What Are the Usual Treatments? Carcinoid Tumors to the Liver
Several treatment options are available for those with carcinoid tumors metastatic to the liver. Deciding among these options involves close communication between the treating physicians and you.
The treatment of choice of all carcinoid tumors is resection of both the primary tumor and all metastatic disease. However, because carcinoid metastases commonly involve both lobes of the liver and may coexist with distant metastatic disease elsewhere, only about ten percent of patients will have disease amenable to curative liver resection. Of the patients who undergo curative liver resection, about three fourths will be alive after five years. Although liver resection is a major operative endeavor, the operative mortality in trained hands is less than three percent.
If the metastatic disease in the liver is too extensive for curative resection, the literature supports palliative (symptom relieving) liver resection if ninety percent of the metastatic tumor burden can be resected. This can lead to symptomatic relief of carcinoid syndrome symptoms, although the duration of the response is thought inversely proportional to the amount of disease remaining after resection. (More disease left, shorter duration of response).
Ablative Therapy
Another palliative choice for treatment of metastatic liver carcinoid is ablation. Cryotherapy involves operative placement of a handheld probe into the parenchyma of the liver under ultrasound guidance. Liquid nitrogen then flows to the tip of the probe, freezing a ball of tissue containing the tumor. No large series have been published documenting survival improvement with this technique, but anecdotal reports have described successful palliation.
Recently, radiofrequency ablation has begun to replace cryotherapy as a palliative measure for metastatic disease. This modality involves intraoperative or percutaneous placement of a probe into the liver near the lesion. Radiofrequency energy is then passed from the tip of the probe, heating the tissue and causing necrosis. Several studies are underway to evaluate this approach.
Hepatic Artery Occlusion/Chemoembolization
These treatment modalities take advantage of the dual arterial blood supply of the liver, receiving blood from both the portal vein and the hepatic artery. Most metastases to the liver have a predominantly hepatic artery blood supply. Ligation of the right or left hepatic artery has resulted in decrease in tumor burden, but results have been somewhat disappointing in that symptoms typically recur.
Embolization is performed in vascular radiology and thus avoids a laparotomy (an open operation). In this procedure, the tumor is directly injected with or without chemotherapeutic agents, (usually doxorubicin with or without streptozocin). Following this, selective particulate embolization (blockage) of the arterial supply of the tumor with gelatin particles combined with ethanol and contrast. Interruption of blood supply has led to reported clinical response rates of up to ninety percent, although most patients eventually succumb to the disease. The role of chemotherapy with embolization is not established and embolization alone has also been found to be effective in treatment of metastatic neuroendocrine tumors.
Chemotherapeutic Regimens
The results of chemotherapeutic treatment of metastatic carcinoid have been variable. Foregut carcinoids have shown the best response rates to streptozocin and cisplatin/etoposide based regimens. However, carcinoids of midgut and hindgut origins are poorly-responsive to chemotherapy, and other options should be explored in these cases.
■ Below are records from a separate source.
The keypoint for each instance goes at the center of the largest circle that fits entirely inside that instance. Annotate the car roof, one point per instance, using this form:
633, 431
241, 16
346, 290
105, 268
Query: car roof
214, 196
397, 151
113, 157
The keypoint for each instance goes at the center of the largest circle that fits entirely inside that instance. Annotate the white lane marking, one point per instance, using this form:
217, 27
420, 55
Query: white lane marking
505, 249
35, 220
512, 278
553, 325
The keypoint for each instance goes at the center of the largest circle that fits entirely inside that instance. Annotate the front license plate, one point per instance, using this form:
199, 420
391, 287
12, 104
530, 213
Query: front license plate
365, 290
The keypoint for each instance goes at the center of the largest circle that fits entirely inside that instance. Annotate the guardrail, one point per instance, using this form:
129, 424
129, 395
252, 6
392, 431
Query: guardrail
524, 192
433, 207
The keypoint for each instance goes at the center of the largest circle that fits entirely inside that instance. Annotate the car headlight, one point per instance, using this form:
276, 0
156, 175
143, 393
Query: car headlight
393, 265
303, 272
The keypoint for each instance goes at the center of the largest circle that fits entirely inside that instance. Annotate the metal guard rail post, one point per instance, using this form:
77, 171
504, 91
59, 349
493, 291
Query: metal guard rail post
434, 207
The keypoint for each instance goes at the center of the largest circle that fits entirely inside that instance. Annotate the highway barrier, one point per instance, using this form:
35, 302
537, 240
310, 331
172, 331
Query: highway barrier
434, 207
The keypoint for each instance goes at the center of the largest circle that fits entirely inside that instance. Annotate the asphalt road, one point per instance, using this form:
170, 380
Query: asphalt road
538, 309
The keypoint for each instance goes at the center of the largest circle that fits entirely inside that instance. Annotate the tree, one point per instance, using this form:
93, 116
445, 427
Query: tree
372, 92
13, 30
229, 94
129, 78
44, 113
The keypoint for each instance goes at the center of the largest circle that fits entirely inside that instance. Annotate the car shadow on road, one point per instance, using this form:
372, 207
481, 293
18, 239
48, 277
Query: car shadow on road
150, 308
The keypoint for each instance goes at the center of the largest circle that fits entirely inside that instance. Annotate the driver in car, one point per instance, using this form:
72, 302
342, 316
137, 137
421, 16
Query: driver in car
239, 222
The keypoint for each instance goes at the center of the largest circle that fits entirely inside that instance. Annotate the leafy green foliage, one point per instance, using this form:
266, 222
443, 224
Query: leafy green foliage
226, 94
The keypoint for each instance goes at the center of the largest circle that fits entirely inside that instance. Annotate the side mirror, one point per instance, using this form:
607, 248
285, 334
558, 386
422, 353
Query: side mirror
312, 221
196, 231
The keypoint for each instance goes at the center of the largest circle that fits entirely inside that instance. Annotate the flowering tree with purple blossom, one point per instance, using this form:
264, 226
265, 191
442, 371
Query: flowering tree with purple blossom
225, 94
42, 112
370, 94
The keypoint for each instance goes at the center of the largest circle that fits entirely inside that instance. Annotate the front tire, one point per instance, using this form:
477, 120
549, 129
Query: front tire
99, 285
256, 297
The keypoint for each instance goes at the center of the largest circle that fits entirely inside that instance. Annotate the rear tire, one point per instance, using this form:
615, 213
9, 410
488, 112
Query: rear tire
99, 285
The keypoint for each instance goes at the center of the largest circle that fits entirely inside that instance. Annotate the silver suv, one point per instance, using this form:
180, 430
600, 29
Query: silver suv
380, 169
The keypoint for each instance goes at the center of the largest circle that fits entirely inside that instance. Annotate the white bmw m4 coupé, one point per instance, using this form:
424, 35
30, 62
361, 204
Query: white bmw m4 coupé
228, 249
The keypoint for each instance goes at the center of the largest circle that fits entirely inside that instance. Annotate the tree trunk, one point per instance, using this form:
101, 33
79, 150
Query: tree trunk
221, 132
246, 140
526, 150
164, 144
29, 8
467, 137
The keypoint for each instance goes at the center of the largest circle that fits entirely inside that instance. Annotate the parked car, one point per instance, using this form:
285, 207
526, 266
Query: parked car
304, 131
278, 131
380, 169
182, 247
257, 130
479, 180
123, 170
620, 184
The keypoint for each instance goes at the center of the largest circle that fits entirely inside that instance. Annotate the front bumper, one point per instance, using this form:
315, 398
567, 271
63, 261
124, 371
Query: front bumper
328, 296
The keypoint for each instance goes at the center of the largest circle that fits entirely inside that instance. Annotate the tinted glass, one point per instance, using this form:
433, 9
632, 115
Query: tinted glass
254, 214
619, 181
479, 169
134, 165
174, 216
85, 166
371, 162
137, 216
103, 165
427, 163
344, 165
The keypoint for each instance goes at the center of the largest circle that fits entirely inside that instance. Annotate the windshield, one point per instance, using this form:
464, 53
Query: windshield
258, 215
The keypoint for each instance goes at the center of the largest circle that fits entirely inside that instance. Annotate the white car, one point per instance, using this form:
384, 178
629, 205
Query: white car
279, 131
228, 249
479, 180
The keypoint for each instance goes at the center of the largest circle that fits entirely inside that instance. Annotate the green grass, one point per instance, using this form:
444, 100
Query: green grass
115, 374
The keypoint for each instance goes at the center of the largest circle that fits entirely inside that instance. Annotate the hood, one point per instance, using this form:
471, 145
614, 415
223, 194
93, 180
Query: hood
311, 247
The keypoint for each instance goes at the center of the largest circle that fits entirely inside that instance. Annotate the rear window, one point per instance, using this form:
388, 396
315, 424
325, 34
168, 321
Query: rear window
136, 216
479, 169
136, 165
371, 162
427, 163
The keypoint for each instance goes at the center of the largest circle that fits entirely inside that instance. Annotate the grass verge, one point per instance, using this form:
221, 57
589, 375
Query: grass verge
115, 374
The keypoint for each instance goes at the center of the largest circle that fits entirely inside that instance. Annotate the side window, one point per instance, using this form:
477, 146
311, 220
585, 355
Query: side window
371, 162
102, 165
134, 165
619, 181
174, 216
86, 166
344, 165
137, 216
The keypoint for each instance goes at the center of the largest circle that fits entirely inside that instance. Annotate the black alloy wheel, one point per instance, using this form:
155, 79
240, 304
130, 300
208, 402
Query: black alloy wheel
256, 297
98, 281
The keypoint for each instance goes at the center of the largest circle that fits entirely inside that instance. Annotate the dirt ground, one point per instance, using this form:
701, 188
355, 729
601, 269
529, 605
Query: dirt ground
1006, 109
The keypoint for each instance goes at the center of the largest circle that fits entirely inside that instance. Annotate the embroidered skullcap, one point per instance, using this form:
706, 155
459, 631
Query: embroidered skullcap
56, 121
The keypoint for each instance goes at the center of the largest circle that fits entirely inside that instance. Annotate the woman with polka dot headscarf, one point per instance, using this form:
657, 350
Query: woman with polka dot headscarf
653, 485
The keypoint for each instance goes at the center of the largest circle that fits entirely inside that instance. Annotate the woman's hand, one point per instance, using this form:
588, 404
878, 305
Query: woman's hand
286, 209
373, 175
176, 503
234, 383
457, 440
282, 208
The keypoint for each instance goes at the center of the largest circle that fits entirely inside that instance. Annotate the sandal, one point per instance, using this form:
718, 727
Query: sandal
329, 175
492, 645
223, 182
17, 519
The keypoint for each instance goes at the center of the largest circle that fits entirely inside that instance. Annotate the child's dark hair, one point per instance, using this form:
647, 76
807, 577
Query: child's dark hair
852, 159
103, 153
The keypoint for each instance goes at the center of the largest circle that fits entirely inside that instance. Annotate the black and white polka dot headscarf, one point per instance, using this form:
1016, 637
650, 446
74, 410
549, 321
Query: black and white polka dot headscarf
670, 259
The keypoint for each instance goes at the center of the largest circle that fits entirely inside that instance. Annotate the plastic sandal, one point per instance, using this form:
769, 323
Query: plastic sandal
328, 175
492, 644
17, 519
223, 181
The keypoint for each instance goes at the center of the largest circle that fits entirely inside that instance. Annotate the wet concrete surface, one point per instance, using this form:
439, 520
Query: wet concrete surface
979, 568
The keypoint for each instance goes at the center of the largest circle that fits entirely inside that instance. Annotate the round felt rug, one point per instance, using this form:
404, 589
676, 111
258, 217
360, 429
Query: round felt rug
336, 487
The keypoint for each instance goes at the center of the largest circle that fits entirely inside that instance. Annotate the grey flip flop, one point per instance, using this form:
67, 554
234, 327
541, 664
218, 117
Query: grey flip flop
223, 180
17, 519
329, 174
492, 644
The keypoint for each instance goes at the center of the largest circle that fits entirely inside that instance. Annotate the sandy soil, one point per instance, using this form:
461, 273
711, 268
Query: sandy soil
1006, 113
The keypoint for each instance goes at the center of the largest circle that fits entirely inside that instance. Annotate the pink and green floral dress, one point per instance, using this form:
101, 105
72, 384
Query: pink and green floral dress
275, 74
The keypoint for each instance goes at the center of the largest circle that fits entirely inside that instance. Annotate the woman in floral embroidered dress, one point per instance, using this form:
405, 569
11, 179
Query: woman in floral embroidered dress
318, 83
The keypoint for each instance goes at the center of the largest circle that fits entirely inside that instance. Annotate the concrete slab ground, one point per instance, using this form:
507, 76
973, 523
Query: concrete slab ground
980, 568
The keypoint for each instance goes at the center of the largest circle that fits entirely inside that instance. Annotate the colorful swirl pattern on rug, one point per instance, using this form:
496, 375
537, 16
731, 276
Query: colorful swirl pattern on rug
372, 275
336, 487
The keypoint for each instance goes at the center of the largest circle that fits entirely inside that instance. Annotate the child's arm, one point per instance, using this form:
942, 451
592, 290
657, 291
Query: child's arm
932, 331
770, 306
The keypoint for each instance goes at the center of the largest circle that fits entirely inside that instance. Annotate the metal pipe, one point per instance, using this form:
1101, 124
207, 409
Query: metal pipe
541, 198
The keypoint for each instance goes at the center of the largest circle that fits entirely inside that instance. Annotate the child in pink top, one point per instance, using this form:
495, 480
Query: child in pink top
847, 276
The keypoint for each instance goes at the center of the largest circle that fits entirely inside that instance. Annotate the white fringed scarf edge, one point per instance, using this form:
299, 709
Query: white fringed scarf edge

One option, which has been shown successful in some with midgut carcinoids, is systemic interferon-alpha therapy. Although the mechanism of action of this agent remains unknown, it has led to decline in tumor burden for variable periods of time in patients.
Finally, treatment with radiolabeled MIBG is undergoing evaluation. In this type of therapy, MIBG is complexed to a radioactive compound. Because carcinoid tumors preferentially take up this compound, necrosis-inducing radioactivity is concentrated within them. However, preliminary data has revealed that only fifteen percent of carcinoids respond.
Symptomatic Medical Therapy
Although curative treatment is rarely possible, effective palliation (symptomatic relief) for long periods has been accomplished by combinations of reduction of tumor burden with medical blockade of hormones. Because many of the symptoms are caused by serotonin and tachykinin excess, treatment with the hormone inhibitor octreotide has led to symptomatic relief in over seventy percent of patients. Over time, patients become tolerant to octreotide so that increasing doses are required.